Rod’s course has influenced what I teach, rather a great deal. It’s not as interdisciplinary as we’re planning, but it’ll be important to keep his model in mind if we end up having large classes…

Greg Restall [TypeKey Profile Page], November 22, 2006 09:26 AM

Hi, Greg. I taught myself prolog from a textbook that was designed for an interdisciplinary logic / logic programming course. I think it was “Logic and Prolog” by Richard Spencer-Smith. This was years ago so I may be misremembering or mixing it up with another book.

Besides the basics of prolog, it introduces natural deduction and then presents prolog resolution as a natural deduction rule. Might give you some ideas at least.

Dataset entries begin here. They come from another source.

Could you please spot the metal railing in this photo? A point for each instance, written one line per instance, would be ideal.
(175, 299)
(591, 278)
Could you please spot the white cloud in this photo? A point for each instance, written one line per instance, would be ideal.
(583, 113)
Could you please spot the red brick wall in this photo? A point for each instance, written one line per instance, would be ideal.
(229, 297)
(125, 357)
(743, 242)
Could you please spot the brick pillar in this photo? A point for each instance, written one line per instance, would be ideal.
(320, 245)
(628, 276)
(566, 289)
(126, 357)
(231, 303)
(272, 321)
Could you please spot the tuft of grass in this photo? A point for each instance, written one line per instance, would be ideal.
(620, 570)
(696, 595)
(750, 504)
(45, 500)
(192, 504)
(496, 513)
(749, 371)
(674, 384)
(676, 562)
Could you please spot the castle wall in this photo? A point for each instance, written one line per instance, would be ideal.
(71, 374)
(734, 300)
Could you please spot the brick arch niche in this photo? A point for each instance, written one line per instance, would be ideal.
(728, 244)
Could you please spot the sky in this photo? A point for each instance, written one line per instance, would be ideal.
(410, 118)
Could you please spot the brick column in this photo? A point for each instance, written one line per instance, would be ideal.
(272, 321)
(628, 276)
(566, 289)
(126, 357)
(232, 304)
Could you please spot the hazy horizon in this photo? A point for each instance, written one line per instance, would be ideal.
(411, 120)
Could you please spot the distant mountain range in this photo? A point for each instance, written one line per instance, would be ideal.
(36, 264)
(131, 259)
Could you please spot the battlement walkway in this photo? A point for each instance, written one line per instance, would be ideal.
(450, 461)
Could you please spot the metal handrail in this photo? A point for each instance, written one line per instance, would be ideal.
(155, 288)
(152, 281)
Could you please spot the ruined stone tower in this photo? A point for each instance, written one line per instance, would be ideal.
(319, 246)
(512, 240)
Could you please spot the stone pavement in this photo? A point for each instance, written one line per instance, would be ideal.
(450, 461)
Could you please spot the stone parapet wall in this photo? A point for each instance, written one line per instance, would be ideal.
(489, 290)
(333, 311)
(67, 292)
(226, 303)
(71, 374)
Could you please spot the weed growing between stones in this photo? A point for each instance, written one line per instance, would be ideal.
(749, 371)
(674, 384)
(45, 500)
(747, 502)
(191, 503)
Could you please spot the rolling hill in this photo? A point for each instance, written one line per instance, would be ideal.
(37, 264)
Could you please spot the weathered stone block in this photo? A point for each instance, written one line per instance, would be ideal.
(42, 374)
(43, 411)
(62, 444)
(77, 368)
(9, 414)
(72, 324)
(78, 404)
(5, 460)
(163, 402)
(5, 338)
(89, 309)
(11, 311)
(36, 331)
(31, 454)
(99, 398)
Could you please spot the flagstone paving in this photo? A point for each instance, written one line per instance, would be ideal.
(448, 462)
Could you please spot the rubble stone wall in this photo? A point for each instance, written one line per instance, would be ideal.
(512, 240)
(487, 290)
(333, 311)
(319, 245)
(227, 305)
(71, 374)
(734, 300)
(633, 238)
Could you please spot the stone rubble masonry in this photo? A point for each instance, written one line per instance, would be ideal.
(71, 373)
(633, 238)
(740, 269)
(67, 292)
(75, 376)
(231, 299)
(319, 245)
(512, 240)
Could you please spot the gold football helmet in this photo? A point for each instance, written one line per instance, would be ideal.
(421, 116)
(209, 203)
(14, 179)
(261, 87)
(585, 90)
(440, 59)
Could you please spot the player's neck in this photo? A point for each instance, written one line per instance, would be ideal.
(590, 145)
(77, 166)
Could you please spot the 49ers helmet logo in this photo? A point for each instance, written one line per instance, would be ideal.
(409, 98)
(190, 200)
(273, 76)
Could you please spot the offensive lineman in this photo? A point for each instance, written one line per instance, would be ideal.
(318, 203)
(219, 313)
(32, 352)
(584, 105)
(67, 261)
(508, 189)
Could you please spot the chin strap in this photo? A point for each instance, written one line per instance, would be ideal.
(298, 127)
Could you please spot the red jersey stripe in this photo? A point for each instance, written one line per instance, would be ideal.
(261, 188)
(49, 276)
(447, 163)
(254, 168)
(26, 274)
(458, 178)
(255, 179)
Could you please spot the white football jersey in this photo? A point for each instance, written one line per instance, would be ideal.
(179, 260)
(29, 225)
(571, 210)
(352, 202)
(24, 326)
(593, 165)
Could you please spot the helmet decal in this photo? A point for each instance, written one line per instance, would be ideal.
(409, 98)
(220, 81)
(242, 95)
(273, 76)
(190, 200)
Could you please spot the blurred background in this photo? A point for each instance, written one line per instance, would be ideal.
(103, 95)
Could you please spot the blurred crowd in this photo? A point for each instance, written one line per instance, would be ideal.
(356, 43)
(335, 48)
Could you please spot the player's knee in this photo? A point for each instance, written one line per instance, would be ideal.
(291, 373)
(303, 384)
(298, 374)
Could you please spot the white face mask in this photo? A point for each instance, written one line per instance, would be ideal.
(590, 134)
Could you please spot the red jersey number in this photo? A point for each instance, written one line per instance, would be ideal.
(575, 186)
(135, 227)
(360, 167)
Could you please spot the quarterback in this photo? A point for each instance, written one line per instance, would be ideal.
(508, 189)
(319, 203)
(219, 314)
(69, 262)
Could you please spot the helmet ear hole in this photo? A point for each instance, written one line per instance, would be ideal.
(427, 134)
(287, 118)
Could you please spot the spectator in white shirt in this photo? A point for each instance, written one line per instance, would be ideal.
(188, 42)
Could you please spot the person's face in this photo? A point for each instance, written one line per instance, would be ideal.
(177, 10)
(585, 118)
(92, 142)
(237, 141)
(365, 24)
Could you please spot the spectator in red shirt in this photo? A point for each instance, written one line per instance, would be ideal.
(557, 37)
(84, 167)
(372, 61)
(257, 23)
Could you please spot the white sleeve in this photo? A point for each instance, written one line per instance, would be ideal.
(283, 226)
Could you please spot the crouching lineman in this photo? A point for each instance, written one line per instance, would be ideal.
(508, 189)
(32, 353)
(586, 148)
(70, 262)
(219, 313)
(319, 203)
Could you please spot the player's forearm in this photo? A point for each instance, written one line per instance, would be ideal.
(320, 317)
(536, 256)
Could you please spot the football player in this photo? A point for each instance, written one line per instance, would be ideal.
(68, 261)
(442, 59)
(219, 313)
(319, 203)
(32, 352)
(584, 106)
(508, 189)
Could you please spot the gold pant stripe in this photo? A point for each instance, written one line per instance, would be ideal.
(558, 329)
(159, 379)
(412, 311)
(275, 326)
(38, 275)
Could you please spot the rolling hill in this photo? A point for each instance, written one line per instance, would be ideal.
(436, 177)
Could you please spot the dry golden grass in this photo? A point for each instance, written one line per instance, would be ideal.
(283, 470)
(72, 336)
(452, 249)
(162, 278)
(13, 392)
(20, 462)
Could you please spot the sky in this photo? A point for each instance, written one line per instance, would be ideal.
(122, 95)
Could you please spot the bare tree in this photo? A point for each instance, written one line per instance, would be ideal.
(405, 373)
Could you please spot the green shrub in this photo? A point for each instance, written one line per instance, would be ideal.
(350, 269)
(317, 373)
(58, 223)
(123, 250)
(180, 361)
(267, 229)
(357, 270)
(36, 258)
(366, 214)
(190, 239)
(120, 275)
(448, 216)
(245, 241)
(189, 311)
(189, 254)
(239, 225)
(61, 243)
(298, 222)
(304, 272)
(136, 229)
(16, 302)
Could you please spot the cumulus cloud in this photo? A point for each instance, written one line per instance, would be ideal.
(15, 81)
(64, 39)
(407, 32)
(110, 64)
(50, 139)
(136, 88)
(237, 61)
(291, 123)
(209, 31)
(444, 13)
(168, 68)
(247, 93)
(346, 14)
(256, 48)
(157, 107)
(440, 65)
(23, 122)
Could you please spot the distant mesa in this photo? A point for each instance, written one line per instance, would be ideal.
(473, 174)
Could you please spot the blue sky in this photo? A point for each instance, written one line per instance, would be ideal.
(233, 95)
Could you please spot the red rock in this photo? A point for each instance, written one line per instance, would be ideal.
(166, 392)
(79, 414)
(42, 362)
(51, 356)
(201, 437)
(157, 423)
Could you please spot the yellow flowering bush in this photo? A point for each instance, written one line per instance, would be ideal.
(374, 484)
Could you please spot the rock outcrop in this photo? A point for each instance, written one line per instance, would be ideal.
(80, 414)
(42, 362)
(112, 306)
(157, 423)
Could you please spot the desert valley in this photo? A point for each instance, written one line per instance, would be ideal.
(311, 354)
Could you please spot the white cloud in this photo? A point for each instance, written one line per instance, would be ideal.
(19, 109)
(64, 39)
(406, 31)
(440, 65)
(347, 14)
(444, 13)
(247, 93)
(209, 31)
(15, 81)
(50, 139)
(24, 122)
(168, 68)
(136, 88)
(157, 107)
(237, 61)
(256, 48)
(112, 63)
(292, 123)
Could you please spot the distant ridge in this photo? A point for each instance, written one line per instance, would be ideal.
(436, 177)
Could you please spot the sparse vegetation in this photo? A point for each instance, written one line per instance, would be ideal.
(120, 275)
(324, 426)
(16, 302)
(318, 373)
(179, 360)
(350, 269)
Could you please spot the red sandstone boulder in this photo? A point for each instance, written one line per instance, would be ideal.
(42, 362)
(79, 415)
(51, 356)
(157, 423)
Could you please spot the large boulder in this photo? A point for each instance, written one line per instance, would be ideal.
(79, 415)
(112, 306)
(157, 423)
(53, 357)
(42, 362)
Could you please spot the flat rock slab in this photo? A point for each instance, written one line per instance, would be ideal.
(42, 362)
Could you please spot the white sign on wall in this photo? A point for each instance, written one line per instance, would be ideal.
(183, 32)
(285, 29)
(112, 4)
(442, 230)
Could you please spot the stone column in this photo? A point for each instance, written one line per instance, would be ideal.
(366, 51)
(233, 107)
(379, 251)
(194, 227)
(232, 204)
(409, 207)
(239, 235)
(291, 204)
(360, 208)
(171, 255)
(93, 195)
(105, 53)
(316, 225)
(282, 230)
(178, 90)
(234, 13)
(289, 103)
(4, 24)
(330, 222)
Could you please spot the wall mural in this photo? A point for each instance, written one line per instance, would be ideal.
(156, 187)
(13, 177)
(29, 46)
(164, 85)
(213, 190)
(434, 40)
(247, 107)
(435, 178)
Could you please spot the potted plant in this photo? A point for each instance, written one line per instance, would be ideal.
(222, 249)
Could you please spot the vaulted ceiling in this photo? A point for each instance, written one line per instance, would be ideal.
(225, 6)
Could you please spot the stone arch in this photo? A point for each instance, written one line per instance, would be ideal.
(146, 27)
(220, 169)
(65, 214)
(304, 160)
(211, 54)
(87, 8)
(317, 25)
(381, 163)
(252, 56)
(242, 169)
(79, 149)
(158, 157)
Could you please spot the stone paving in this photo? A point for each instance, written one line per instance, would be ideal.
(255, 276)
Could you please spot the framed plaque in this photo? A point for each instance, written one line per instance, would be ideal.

josh parsons , November 24, 2006 08:24 PM

Hi Greg,

I was going to say something about the Introduction to Logic course at the University of Auckland when I saw a comment about it. So let me clarify the situation at Auckland to start with. As I understand it, the University of Auckland does not require all students to take a course in the Arts Faculty, though they can if they want to. What the University requires is that all undergraduate students take 3 (or 2?) of the so-called General Education courses. There are 4 such courses and Critical Thinking is one of them, but Introduction to Logic is not. Despite this, we had 731 students (though we had 723 in the end) in the second semester 2006. Introduction to Logic is offered 3 times a year (first and second semesters and summer school) and it now has more than 1400 students a year. (I am thinking of contacting the Guinness book actually.) As you know, the textbook or rather the workbook for the course is Rod’s text which is published only in New Zealand at this moment. The approach taken in that book is not interdisciplinary nor do we teach the course interdisciplinarily (Is that a word?). Nonetheless, many of the students are from faculties other than Arts. Some students go on to do the Logic and Computation Programme offered jointly by Philosophy, Mathematics, Computer Science and Linguistics. While the course is not interdisciplinary, it is certainly serving an interdisciplinary role. (How does this actually work? Well, that would take a long time to explain.)

The course you are after might be something like what Macquarie offers. After you left (or did you help them setting up while you were there?), they set up a course called Language, Logic and Computation. It is offered jointly by Philosophy, Computer Science and Linguistics, I believe. (I am not sure which section of the University Linguistics is supposed to be though.) The course content seems to change depending on who are actually teaching it. But it is devided into three part; philosophy, computer science and linguistics. Alex Miller used to teach the philosophy part of the course. As I understand it, it is not as unified a course as you would like yours to be. But I just thought that you might like to look into that.

Koji Tanaka , December 14, 2006 03:46 PM

The interdisciplinary basic logic course sounds incredibly interesting — this is how I always wished my introductory logic course was taught. (I’m from the SymSys program Shawn mentioned; there was always a tension between the philosophy department’s and the computer science department’s intro to logic offerings. The slight differences between the curriculums were fascinating.)

I’d be curious to hear if it takes off, or at least a proposed syllabus for it.